AWS Neuron Helm Chart for Kubernetes
- Neuron Device Plugin
- Neuron Scheduler Extension
- Neuron Node Problem Detector Plugin and Recovery Agent
The chart for this project is hosted in https://gallery.ecr.aws/neuron/neuron-helm-chart
The Neuron Device Plugin is enabled by default.
To install the Neuron Device Plugin:
helm upgrade --install neuron-helm-chart oci://public.ecr.aws/neuron/neuron-helm-chart
Prerequisites
- The Neuron Device Plugin is enabled
The Neuron Scheduler Extension is disabled by default.
To install the Neuron Scheduler Extension:
helm upgrade --install neuron-helm-chart oci://public.ecr.aws/neuron/neuron-helm-chart \
--set "scheduler.enabled=true"
The Neuron Scheduler Extension uses the multiple scheduler approach by default. To use the default scheduler approach:
helm upgrade --install neuron-helm-chart oci://public.ecr.aws/neuron/neuron-helm-chart \
--set "scheduler.enabled=true" \
--set "scheduler.customScheduler.enabled=false" \
--set "scheduler.defaultScheduler.enabled=true"
Prerequisites
- https://awsdocs-neuron.readthedocs-hosted.com/en/latest/containers/kubernetes-getting-started.html#permissions-for-neuron-problem-detector-plugin
- Neuron Driver >= 2.15
- Neuron SDK >= 2.18
The Neuron Node Problem Detector Plugin is enabled by default.

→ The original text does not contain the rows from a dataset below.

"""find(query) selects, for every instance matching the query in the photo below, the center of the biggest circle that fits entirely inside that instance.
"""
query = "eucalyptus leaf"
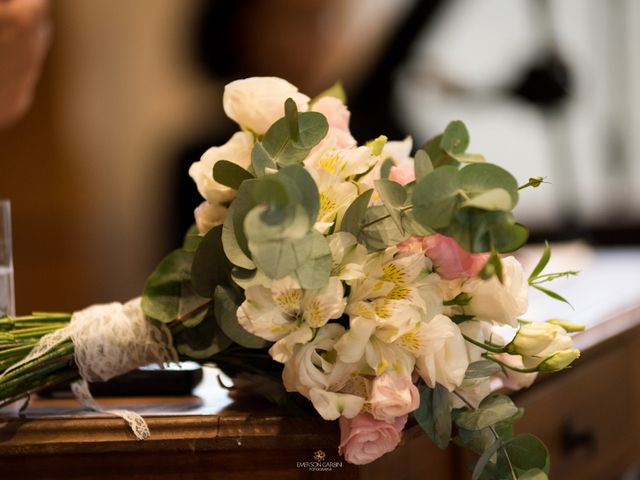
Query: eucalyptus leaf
(281, 257)
(314, 273)
(226, 307)
(278, 148)
(542, 263)
(455, 138)
(309, 195)
(527, 452)
(210, 266)
(393, 196)
(238, 210)
(354, 215)
(478, 178)
(422, 164)
(379, 230)
(438, 156)
(230, 174)
(434, 414)
(261, 160)
(470, 158)
(385, 167)
(436, 197)
(291, 116)
(493, 409)
(494, 199)
(485, 458)
(481, 369)
(376, 146)
(167, 294)
(230, 244)
(201, 341)
(552, 294)
(263, 224)
(245, 278)
(533, 474)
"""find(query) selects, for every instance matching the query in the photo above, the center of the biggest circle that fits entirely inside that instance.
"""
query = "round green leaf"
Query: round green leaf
(230, 174)
(436, 197)
(527, 452)
(210, 265)
(455, 138)
(478, 178)
(201, 341)
(226, 307)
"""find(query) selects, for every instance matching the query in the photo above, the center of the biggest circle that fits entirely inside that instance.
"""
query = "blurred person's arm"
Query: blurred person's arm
(24, 38)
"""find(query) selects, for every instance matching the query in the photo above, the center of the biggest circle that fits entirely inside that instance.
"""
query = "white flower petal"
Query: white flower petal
(331, 405)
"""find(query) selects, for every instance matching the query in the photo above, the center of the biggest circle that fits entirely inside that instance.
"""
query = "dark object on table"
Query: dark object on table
(148, 381)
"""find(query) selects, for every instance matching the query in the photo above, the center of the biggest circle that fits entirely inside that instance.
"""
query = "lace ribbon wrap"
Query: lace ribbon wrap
(110, 340)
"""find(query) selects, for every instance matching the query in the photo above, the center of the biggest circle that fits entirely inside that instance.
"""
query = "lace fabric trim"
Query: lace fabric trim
(110, 340)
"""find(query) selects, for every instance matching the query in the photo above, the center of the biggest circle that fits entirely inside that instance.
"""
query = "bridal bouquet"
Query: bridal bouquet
(372, 282)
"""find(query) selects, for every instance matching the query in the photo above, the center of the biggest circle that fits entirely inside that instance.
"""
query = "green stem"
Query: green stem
(59, 351)
(384, 217)
(510, 367)
(489, 348)
(495, 435)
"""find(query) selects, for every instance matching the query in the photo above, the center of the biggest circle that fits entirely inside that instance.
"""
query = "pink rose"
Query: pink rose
(450, 259)
(511, 379)
(393, 396)
(337, 116)
(403, 173)
(363, 439)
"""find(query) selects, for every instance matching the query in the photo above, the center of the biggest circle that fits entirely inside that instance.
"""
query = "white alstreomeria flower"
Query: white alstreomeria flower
(236, 150)
(347, 255)
(390, 302)
(336, 196)
(256, 103)
(314, 371)
(499, 302)
(213, 210)
(286, 314)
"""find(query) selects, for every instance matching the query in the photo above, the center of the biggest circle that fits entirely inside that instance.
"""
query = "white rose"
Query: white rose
(256, 103)
(544, 345)
(308, 368)
(493, 301)
(392, 396)
(443, 358)
(209, 215)
(236, 150)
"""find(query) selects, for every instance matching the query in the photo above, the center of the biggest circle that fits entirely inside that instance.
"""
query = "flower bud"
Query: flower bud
(568, 326)
(559, 360)
(533, 338)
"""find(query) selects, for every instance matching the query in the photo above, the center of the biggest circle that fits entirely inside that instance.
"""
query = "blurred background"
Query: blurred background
(130, 96)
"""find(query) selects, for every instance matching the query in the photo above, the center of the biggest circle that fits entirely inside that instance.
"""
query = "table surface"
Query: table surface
(605, 297)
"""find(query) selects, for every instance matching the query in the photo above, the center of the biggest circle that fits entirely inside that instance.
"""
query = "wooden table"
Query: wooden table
(587, 415)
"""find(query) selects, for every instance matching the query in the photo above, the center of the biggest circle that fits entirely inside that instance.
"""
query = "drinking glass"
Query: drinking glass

To install the Neuron Node Problem Detector Plugin:
helm upgrade --install neuron-helm-chart oci://public.ecr.aws/neuron/neuron-helm-chart
The Neuron Node Problem Detector Plugin has "monitor only" mode enabled by default, which disables the Recovery Agent. To also install the recovery functionality:
helm upgrade --install neuron-helm-chart oci://public.ecr.aws/neuron/neuron-helm-chart \
--set "npd.nodeRecovery.enabled=true"
helm uninstall neuron-helm-chart